StanChart points to the oil futures markets, where ‘“...speculative positioning now reflecting an overly bearish viewpoint in our opinion and with crude oil the least popular positive exposure apart from palladium among investors, we think there is now short-term upside of USD 5-10/bbl, with more to follow in H2. With supply risks biased towards lower supply, and with OPEC patience likely to be strained by further attempts to push prices significantly below.”
The commodity experts have forecast that demand growth in 2023 will clock in at 1.04 million barrels per day (mb/d), with non-OECD countries providing all but 9 thousand barrels per day (kb/d) of that. Demand is expected to be stronger in the second half of the year, with H2 demand coming in at 101.1mb/d, 1.7mb/d higher than the H1 average. The analysts say much of that growth will come from the Asia-Pacific region where they have predicted that growth will accelerate from 177kb/d in 2022 to 852kb/d in 2023, with China seeing demand growth of 483kb/d compared to a 350kb/d decline in 2022.
Divided Oil Market
At this juncture we could say the oil market is almost evenly divided between the bulls and the bears.

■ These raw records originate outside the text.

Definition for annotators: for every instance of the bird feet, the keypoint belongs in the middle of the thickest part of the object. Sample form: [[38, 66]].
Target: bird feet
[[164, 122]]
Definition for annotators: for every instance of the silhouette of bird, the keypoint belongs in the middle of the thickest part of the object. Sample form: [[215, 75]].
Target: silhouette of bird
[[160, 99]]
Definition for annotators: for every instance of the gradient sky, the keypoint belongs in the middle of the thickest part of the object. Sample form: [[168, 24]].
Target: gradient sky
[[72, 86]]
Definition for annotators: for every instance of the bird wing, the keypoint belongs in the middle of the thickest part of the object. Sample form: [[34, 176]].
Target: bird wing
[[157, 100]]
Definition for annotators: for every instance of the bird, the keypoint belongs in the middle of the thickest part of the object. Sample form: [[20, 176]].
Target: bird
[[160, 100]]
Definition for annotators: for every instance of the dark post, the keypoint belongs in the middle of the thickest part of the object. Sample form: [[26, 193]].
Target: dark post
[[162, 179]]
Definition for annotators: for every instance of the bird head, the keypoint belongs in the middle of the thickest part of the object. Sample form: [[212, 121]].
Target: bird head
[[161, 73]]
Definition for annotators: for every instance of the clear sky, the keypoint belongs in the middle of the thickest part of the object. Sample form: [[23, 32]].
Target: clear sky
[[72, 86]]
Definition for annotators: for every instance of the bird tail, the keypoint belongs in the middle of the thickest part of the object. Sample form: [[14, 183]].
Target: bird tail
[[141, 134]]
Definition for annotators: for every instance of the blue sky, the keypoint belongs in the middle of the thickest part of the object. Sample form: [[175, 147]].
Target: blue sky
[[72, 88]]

Hedge fund manager Pierre Andurand is wildly bullish, and recently came out and predicted that oil may top $140/bbl this year if Asian economies fully reopen after COVID-related lockdowns. According to Andurand, the market is "underestimating the scale of the demand boost [a full reopen] will bring," also telling Bloomberg that oil demand could grow by more than 4M bbl/day, or ~4%, this year. Eric Nuttall, partner and senior portfolio manager at Ninepoint Partners LP, has told the Financial Post that oil prices will return to $100 per barrel in 2023 while Bank of America has predicted that Brent could quickly go past $90 per barrel on the back of a dovish pivot in the U.S. Federal Reserve and a “successful” economic reopening by China.
But there’s no shortage of bears, either.
Two weeks ago, Credit Suisse broke the hearts of the bulls after declaring that the selloff is not done yet, and Brent could see further downside towards the 61.8% retracement at $63.02 per barrel. Interestingly, Brent prices have given up another 4% since that dire prediction was made to trade at $80.75 per barrel, implying the downside risk remains huge. A week ago, famous oil broker PVM Oil wrote in a blog that,“There is no doubt that the prevailing trend is down, it is a bear market,’’ citing warm weather in Europe as well as China’s bing Covid woes. Another ominous sign: a week ago, Brent futures prices slipped into backwardation suggesting that traders believe that future oil prices will be lower than current prices.
Meanwhile, ING strategists see a weak Q1 but stronger prices from Q2 going forward, writing in a blog last week that, “The oil market is looking better supplied in the near term and risks are likely skewed to the downside. However, our oil balance starts to show a tightening in the market from the second quarter through to the end of the year, which suggests that we should see stronger prices from 2Q23 onwards.”